England Players' Union chief Angus Porter has revealed that captain Andrew Strauss, Twenty20 skipper Paul Collingwood and the rest of the squad were desperate to see that the three Pakistan players Salman Butt, Mohammad Asif and Muhammad Amir did not to play for their side for the rest of the tour following the leveling of spot-fixing charges against them.
"I've been speaking to Andrew Strauss to gauge the feelings of the players. Their belief was that it would be better for cricket if they were not in Pakistan's team - otherwise it could have turned into a sideshow. The England players wouldn't have felt comfortable because the focus would have been on the Pakistanis - whether they are guilty or not. Andrew and his players will be very happy with this outcome," The Sun quoted Porter, as saying.
The trio has been barred from taking part in any cricket or related activities until the case has been concluded.

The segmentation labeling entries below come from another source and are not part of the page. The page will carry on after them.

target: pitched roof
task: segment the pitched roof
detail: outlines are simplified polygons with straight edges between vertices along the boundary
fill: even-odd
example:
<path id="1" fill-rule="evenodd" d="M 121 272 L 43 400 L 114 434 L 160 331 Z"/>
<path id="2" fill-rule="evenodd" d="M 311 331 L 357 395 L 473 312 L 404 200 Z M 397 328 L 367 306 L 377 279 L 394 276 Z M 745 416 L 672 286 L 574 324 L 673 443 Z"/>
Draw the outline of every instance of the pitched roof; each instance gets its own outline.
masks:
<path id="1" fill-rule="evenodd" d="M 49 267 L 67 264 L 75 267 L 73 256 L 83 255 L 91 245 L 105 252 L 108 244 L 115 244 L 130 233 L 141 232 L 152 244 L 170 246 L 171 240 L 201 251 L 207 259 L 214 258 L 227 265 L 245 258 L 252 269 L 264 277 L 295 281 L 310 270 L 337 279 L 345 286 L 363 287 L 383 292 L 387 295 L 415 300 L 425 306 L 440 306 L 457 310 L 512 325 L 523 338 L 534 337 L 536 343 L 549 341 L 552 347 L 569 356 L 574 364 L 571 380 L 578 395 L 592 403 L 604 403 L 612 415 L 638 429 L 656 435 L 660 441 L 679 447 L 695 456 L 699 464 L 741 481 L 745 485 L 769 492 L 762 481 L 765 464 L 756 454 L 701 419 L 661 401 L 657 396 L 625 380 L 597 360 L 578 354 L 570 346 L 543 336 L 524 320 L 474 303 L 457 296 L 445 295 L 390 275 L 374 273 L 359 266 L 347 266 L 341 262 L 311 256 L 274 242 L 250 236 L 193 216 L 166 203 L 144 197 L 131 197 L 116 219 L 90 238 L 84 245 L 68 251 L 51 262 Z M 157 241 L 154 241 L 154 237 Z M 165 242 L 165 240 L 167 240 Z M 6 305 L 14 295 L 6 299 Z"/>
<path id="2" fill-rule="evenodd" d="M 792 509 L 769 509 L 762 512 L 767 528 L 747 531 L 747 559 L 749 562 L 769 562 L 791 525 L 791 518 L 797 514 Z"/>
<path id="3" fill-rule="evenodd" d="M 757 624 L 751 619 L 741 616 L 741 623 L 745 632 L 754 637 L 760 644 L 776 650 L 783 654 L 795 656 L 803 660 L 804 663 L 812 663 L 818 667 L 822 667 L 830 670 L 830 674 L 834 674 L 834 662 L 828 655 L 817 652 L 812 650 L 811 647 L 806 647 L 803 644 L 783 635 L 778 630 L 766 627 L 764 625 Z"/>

They have 14 days in which to request a full hearing to contest the charge.
The ECB adopted a hard line on the trio under suspicion and they have the moral high ground because England hosted Pakistan's series against Australia this year.
English chiefs had tentative discussions about inviting a replacement team if Pakistan pulled out and Glamorgan were told only on Wednesday that the T20 matches in Cardiff would definitely take place.
Aussie legend Shane Warne has called for severe action on match-fixers and said: "They should be banned for life."